The biggest issue I can see for someone who wants to PvP is that many of the current popular PvP builds for many classes use the elite specializations, which are part of Heart of Thorns. I honestly don't PvP enough to be able to tell you if that will be a serious disadvantage or not. I think it's still worth a shot, given that it's free.

In Topic: Need Help with build X99 Plataform

05 April 2016 - 02:40 PM

View PostQuaker, on 04 April 2016 - 02:00 PM, said:

But, other than that, everything looks fine. I'm not sure (at this time) how the PCIe SSD affects the PCIe lanes in the x99 platform. The Z170 platform has enough PCIe lanes in the chipset to handle the SSD without affecting the lanes from the CPU.

The Haswell-E CPUs provide a ton of PCIe 3.0 lanes themselves (in the case of the i7-5820K, 28 lanes), but the X99 chipset provides the same PCIe connectivity as Z97 and earlier: still only eight PCIe 2.0 lanes.

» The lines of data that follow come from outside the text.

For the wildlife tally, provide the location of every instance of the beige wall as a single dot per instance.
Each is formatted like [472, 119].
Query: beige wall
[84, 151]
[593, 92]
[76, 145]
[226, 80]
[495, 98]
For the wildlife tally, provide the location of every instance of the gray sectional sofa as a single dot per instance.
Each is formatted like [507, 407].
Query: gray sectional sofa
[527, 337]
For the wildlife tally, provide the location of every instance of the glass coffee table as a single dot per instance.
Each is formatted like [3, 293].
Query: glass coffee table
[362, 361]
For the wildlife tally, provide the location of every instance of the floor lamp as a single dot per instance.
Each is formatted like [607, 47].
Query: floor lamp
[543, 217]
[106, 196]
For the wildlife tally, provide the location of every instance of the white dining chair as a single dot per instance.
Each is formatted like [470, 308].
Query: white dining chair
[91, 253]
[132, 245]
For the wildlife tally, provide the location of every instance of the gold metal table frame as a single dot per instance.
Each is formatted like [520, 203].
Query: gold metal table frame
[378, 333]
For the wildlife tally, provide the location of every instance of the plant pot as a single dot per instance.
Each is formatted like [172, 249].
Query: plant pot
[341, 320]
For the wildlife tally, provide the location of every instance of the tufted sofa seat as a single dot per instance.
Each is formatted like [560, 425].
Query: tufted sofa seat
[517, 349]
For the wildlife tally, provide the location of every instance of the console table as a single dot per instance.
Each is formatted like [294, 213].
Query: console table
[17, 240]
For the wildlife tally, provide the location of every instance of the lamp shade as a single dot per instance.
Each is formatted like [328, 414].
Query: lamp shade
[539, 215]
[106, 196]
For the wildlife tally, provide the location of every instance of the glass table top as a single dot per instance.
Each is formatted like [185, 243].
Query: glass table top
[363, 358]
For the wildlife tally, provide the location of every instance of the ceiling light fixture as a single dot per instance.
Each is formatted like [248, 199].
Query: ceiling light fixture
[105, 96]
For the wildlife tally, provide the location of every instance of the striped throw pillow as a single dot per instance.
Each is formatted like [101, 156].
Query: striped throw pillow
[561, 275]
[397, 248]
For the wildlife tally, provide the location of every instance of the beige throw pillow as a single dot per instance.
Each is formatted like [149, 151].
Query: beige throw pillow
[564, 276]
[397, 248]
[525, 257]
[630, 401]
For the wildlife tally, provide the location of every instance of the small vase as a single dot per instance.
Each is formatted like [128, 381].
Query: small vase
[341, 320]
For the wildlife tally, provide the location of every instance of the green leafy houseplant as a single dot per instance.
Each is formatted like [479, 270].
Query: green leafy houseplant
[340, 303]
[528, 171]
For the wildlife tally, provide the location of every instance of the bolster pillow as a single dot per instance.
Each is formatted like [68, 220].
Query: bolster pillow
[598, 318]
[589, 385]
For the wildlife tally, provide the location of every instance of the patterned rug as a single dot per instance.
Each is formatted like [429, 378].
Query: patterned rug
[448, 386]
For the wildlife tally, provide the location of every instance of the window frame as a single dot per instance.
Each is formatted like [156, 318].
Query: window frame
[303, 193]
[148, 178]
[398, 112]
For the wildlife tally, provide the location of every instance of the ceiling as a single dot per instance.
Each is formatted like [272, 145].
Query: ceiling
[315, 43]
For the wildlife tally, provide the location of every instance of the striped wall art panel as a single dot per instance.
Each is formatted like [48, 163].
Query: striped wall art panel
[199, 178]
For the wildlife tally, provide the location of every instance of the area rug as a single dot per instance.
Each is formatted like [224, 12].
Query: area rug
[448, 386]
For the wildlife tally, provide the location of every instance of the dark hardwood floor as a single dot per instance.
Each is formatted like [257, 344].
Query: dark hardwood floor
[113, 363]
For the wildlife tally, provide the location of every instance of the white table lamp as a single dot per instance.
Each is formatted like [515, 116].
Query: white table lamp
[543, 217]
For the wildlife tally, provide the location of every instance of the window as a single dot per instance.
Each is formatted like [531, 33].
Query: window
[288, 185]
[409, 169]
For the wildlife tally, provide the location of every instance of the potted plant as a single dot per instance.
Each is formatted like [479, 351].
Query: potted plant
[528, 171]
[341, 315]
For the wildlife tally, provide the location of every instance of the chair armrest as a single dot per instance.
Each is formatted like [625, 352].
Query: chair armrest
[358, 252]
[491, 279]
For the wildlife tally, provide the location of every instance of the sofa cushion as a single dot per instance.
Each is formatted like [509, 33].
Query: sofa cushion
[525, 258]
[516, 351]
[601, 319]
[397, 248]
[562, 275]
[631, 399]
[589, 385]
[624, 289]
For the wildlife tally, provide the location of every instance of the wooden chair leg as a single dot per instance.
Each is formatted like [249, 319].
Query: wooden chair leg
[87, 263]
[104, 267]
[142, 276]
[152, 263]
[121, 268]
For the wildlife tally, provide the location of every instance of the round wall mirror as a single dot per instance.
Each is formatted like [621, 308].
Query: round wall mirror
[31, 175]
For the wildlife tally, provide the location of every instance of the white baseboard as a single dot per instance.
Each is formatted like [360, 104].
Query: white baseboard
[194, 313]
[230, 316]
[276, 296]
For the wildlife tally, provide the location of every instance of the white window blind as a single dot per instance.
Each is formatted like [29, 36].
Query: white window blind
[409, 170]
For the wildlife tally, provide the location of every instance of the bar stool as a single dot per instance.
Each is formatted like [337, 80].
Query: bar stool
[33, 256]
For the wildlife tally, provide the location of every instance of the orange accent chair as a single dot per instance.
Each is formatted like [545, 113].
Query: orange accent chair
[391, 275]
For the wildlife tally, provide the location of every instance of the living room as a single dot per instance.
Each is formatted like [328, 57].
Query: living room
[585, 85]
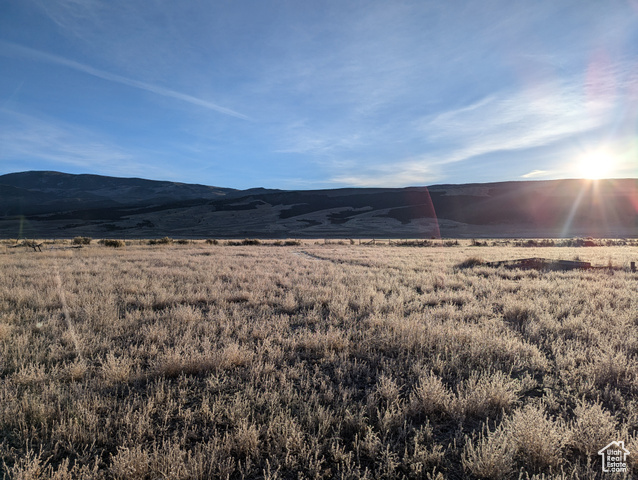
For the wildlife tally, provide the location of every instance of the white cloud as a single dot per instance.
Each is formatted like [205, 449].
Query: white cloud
[57, 60]
[32, 141]
[536, 173]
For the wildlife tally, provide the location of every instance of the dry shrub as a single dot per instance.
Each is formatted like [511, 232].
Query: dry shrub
[117, 369]
[5, 331]
[537, 439]
[246, 440]
[235, 355]
[77, 370]
[470, 262]
[490, 456]
[593, 428]
[430, 396]
[486, 394]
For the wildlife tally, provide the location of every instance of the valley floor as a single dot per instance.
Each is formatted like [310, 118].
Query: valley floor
[314, 360]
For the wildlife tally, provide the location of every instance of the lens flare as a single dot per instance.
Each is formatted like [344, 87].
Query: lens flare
[596, 164]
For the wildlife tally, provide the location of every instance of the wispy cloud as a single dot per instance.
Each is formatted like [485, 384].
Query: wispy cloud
[80, 67]
[528, 119]
[27, 142]
[536, 173]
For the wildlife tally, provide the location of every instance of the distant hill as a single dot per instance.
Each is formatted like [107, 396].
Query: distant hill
[53, 204]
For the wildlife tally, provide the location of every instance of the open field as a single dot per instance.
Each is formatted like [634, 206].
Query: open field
[314, 361]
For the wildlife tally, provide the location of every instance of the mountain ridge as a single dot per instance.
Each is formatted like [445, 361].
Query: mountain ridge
[55, 204]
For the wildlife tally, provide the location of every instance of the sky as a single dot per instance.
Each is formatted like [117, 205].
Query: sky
[316, 94]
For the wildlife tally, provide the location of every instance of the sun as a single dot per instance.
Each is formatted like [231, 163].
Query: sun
[595, 165]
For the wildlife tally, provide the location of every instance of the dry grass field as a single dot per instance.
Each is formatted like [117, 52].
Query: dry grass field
[314, 361]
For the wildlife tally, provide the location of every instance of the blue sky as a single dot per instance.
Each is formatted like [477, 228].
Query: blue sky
[319, 94]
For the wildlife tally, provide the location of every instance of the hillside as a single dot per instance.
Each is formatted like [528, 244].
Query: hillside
[52, 204]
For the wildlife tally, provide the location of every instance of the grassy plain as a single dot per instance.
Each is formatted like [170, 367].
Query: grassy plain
[314, 361]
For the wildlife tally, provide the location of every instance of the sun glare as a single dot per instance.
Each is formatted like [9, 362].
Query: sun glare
[596, 165]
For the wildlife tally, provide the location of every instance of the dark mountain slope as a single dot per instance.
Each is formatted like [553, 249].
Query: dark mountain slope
[50, 204]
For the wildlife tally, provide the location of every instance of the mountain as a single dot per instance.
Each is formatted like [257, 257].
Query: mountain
[53, 204]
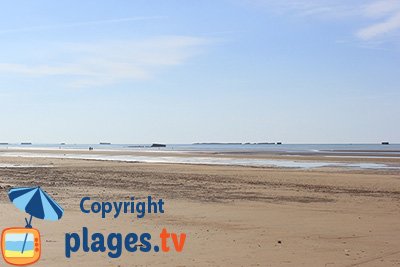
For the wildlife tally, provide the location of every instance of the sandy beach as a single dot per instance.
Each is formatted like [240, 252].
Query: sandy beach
[232, 215]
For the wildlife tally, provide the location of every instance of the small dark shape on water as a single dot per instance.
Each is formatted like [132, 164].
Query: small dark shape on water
[158, 145]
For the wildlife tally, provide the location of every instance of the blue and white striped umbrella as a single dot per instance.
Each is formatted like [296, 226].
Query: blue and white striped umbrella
[36, 202]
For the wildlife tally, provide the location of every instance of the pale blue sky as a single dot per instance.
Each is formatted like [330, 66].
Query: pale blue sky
[302, 71]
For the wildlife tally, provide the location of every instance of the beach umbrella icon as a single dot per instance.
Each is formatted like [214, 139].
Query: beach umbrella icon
[37, 203]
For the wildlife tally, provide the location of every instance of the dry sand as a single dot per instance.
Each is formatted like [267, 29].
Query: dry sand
[233, 216]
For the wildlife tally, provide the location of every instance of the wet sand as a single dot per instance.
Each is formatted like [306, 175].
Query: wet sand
[232, 215]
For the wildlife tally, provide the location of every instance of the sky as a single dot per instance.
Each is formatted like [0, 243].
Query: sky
[302, 71]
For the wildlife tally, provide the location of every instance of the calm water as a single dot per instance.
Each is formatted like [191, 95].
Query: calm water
[292, 148]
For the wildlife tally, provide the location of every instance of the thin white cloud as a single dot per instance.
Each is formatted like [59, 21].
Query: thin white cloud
[78, 24]
[389, 13]
[381, 17]
[98, 64]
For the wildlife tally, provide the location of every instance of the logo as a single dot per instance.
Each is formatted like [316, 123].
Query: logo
[21, 246]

On a Z170 system, you've got only 16 PCIe 3.0 lanes coming from the CPU but 20(!) PCIe 3.0 lanes coming from the chipset. The latter are limited to the speed of the DMI 3.0 link, though, which I think means they are functionally limited to 4 lanes per device.

An i7-6700K is another good choice, but I think an i7-5820K is worth the marginal extra for this sort of workload. The CPU's 28 PCIe 3.0 lanes are enough for a single video card in 16x (or two in 8x/8x) and still leaves 12 lanes for up to three more PCIe devices in 4x mode without relying on the chipset. Hell, you could put in a third GTX 980 Ti and still have the 4 lanes needed for the SSD.

Edit: Rumors abound that we may see Broadwell-E, a new generation of high-end Intel CPUs, launch sometime this year. No official word, but it's something to be aware of.